Probability random vector, transformation

[Laura1321412]

Homework Statement

Let f(x,y) = e^(-x-y), 0<x< infinity, 0<y<infinity, zero elsewhere, be the pdf of X and Y. Then if Z = X + Y, compute P(Z<=0), P(Z,<=6), and, more generally P(Z<=z), for 0<z<infinity. What is the pdf of Z?

Homework Equations

P(x,y) = ∫∫(f(x,y) dxdy

The Attempt at a Solution

so, P(Z<= 0 ) is pretty obviously 0

P(Z<=6) = P(X+Y <= 6)
=P(X<=6-Y)

into equation

∫from (0 to infinty) ∫ from (0 to 6-Y ) e^(-x-y) dx dy

-e^(-x-y) eval from 0 to 6-Y
= (-e^-6 ) + e^-y

∫from (0 to infinity) (-e^-6 ) + e^-y dy
= -ye^(-6) -e^-y eval from (0 to infinity)
= -infinity -0 - ( 0 - 1)
= - infinity

so, I am definately going wrong somewhere because a probability of negative infinity makes no sense... I know this could be done using a different method of tranformations, but i think I am supposed to do something along these lines because that's what is taught in the preceeding chapter.

 

[mighty2000]

Hello, thank you for your post. Your attempt at solving this problem is on the right track, but there are a few errors that I would like to point out.

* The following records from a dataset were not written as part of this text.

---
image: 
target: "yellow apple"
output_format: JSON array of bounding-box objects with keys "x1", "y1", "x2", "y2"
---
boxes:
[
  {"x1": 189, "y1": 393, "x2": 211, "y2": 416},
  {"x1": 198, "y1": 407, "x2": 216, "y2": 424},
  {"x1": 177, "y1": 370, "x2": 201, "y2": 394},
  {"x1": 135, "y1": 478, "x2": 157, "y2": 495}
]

First, P(Z<=0) is not necessarily zero. Remember that Z = X + Y, so in order for Z to be less than or equal to 0, both X and Y would have to be 0. This means that P(Z<=0) would be equal to f(0,0), which is not necessarily zero.

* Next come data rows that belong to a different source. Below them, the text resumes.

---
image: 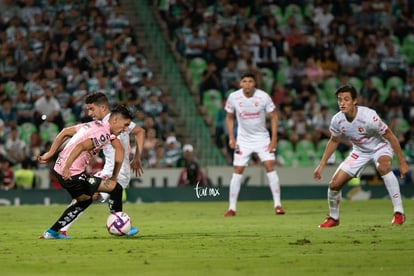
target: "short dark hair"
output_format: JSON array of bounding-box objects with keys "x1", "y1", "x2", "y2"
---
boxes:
[
  {"x1": 85, "y1": 92, "x2": 109, "y2": 106},
  {"x1": 111, "y1": 105, "x2": 134, "y2": 120},
  {"x1": 240, "y1": 72, "x2": 256, "y2": 81},
  {"x1": 335, "y1": 84, "x2": 358, "y2": 100}
]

Second, when calculating P(Z<=6), you are correct in setting up the integral as P(X<=6-Y). However, when evaluating the integral, you need to take into account the range of values for Y. Since Y can range from 0 to infinity, you need to split the integral into two parts: one from 0 to 6, and one from 6 to infinity. This is because when Y is greater than 6, the integral will evaluate to 0.

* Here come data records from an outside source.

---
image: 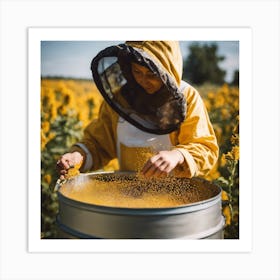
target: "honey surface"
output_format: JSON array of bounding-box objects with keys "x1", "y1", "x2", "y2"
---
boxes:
[{"x1": 60, "y1": 175, "x2": 217, "y2": 208}]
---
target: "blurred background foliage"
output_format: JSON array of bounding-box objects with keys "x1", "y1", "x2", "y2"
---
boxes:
[{"x1": 41, "y1": 44, "x2": 239, "y2": 239}]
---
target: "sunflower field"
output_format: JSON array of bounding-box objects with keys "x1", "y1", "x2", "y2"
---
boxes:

Lastly, when calculating the integral for P(Z<=z), you need to take into account the range of values for both X and Y. This means that the integral should be set up as ∫∫(f(x,y) dxdy, with the limits of integration being 0 to z for both x and y.

In general, the pdf of Z can be found by convolving the pdfs of X and Y. This means that the pdf of Z would be f(z) = ∫f(x,z-x)dx, with the limits of integration being 0 to z. This can also be written as f(z) = ∫f(z-y,y)dy, with the limits of integration being 0 to z.

I hope this helps clarify any confusion you may have had. Keep up the good work!